Christine Heatly

Personal information
- Nationality: British (Scottish)
- Born: 16 September 1954

Sport
- Sport: Badminton
- Club: Edinburgh

Medal record
Representing Scotland
Commonwealth Games
| Bronze medal – third place | 1986 Edinburgh | mixed doubles |
Scottish Nationals
| Gold medal – first place | 1980 | doubles |
| Gold medal – first place | 1982–87 | mixed |
Scottish Open
| Gold medal – first place | 1980 | doubles |
Irish Open
| Gold medal – first place | 1980 | doubles |
| Gold medal – first place | 1982–85 | mixed |

= Christine Heatly =

Scottish international badminton player

Christine Mcdiarmid Heatly married name Christine Black (born 16 September 1954) is a former international badminton player from Scotland who competed at two Commonwealth Games.

== Biography ==
Heatly was born in 1955 to a sporting family, her father Peter Heatly was a champion diver and winner of three Commonwealth Gold medals. Heatly was educated at George Watson's Ladies' College and was based in Edinburgh.
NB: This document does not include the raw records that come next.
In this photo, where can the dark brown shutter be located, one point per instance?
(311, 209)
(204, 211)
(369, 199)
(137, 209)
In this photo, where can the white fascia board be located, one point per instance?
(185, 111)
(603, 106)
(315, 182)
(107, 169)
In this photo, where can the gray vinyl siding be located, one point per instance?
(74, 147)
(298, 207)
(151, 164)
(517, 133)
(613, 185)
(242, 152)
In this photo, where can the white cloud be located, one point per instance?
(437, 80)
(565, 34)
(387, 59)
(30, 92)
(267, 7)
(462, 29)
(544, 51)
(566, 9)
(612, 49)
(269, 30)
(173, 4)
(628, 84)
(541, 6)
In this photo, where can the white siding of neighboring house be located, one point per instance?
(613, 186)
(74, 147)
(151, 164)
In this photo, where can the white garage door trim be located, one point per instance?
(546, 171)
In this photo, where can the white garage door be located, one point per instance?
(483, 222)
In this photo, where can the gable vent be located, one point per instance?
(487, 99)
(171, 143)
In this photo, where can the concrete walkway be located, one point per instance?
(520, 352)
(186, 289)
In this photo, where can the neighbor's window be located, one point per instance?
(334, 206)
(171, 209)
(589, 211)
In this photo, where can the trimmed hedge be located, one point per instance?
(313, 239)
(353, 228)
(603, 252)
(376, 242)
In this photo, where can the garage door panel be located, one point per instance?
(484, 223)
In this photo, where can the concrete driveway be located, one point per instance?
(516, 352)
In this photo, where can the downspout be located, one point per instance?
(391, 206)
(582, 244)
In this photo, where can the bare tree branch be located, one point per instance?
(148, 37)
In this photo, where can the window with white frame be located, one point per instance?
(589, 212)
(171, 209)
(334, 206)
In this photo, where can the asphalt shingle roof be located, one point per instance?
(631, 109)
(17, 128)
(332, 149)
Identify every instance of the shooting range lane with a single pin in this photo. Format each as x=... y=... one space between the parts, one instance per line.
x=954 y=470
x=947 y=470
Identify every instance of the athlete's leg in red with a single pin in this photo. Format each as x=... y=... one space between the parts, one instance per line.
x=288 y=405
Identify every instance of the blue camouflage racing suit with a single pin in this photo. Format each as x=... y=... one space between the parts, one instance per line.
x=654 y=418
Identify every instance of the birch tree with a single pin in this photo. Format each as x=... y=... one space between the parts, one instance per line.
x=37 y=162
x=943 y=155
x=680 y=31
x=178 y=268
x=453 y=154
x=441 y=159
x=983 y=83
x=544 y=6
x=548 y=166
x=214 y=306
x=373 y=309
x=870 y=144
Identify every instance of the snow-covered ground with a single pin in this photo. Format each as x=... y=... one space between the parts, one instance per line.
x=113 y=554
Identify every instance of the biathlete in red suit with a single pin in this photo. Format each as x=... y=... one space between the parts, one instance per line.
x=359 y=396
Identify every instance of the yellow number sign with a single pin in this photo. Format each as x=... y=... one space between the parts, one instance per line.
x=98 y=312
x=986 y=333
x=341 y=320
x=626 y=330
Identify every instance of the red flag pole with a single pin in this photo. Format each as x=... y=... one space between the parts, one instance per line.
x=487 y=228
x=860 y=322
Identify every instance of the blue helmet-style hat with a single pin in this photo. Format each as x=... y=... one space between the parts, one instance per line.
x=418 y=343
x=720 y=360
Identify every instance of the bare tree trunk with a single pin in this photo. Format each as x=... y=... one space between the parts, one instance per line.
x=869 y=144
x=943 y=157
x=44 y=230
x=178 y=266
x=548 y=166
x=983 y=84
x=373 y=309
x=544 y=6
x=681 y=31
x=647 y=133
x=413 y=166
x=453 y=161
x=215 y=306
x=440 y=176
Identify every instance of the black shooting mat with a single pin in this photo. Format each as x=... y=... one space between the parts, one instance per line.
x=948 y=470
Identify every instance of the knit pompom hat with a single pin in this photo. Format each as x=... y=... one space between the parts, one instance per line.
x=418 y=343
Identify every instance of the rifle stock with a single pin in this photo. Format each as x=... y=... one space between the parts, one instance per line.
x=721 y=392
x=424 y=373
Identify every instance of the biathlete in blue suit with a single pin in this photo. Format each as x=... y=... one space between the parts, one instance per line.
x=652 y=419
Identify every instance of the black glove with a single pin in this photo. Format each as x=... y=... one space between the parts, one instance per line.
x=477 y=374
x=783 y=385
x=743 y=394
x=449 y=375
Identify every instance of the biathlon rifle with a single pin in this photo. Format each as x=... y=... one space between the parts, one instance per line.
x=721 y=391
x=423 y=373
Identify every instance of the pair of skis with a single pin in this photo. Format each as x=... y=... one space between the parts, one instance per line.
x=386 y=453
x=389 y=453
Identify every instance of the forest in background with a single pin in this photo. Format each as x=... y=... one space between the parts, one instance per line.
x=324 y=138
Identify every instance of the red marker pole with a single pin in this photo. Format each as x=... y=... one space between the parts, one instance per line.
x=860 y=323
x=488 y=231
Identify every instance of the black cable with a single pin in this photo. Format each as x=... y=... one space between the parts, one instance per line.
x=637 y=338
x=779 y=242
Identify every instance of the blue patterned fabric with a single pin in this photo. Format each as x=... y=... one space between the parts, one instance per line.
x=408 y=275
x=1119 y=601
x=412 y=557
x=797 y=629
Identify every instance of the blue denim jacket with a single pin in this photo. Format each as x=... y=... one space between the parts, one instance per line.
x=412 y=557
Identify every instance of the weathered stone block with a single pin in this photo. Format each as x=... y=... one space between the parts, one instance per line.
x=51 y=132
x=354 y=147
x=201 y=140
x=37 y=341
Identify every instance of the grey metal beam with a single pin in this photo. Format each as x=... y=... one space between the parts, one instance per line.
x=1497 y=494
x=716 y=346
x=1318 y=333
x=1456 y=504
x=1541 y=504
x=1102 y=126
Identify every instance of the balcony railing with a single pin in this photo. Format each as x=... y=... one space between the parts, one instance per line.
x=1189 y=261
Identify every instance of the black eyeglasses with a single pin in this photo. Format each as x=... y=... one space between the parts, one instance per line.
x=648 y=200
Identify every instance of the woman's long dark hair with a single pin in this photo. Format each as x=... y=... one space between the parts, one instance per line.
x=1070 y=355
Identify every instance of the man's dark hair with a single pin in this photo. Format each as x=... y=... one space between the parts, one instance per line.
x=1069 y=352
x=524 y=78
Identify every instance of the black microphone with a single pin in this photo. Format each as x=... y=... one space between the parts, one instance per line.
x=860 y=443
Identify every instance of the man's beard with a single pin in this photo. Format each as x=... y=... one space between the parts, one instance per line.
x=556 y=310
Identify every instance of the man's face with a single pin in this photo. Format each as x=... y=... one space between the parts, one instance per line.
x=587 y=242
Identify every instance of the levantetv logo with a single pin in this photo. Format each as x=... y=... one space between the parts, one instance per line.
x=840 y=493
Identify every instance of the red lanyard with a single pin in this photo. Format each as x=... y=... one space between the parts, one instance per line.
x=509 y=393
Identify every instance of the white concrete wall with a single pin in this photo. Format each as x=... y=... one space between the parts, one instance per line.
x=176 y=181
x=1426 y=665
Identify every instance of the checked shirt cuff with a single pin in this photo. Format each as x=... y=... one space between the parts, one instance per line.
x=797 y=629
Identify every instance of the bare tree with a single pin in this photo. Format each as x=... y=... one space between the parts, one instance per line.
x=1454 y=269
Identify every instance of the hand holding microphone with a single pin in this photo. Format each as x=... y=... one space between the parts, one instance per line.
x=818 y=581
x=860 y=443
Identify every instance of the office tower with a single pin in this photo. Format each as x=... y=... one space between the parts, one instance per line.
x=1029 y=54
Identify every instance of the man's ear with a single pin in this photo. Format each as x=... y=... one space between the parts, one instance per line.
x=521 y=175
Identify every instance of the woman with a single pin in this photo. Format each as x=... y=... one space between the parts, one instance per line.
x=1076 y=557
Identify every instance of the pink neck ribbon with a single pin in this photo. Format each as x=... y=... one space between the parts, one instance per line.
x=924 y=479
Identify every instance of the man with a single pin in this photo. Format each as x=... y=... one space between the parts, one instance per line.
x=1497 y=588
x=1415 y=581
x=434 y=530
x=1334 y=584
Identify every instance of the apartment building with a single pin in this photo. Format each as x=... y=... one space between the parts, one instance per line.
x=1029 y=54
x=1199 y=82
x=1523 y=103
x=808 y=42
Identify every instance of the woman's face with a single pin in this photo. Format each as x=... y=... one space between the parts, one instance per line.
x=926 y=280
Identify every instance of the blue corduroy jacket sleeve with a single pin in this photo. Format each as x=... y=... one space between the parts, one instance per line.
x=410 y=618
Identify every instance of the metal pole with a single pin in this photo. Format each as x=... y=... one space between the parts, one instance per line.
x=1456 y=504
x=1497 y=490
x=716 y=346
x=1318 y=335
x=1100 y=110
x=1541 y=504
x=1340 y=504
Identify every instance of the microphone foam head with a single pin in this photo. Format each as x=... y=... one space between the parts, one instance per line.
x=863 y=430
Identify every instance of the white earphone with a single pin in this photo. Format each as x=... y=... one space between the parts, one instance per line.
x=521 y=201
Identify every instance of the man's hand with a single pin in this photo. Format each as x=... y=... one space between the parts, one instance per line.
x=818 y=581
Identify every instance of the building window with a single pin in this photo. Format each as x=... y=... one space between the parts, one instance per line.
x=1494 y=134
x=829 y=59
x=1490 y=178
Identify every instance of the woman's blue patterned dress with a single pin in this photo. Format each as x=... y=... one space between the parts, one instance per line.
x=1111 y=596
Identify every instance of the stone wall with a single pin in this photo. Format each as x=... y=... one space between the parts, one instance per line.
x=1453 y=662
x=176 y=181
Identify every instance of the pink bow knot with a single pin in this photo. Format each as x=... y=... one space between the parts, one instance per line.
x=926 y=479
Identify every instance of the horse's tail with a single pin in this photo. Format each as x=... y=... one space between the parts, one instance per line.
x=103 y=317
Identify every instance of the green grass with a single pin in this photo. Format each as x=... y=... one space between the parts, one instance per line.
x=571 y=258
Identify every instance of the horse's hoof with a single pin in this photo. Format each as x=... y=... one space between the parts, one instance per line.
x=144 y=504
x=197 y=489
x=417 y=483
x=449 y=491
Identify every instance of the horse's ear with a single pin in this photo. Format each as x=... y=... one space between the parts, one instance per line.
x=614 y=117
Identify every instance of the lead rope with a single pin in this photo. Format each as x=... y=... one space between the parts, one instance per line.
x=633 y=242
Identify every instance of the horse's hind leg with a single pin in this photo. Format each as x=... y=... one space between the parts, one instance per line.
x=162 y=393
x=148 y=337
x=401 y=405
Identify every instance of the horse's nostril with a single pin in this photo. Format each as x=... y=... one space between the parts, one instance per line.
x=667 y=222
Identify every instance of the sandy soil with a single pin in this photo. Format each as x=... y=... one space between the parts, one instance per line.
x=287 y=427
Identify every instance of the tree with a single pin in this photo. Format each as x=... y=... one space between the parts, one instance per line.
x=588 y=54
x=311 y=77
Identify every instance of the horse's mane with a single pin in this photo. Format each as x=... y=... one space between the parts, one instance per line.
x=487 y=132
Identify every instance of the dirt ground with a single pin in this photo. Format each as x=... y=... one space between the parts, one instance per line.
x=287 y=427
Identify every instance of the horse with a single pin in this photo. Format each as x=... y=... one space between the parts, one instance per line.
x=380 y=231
She represented Scotland at international level, making her international debut in February 1980.

Heatly represented the Scottish team at the 1982 Commonwealth Games in Brisbane, Australia, where she competed in the badminton events.

In 1986 she represented her nation at the European Championships and also represented Scotland at the 1986 Commonwealth Games, winning a bronze medal in the mixed doubles with Billy Gilliland.

She was the seven-times champion at the Scottish National Badminton Championships, in the women's doubles in 1980 and the mixed doubles six years in succession from 1982 to 1987. Additionally, she was five titles at the Irish Open.

She married Scottish international hammer thrower Chris Black and as Christine Black she was badminton team manager for the 2002 and 2006 Commonwealth Games.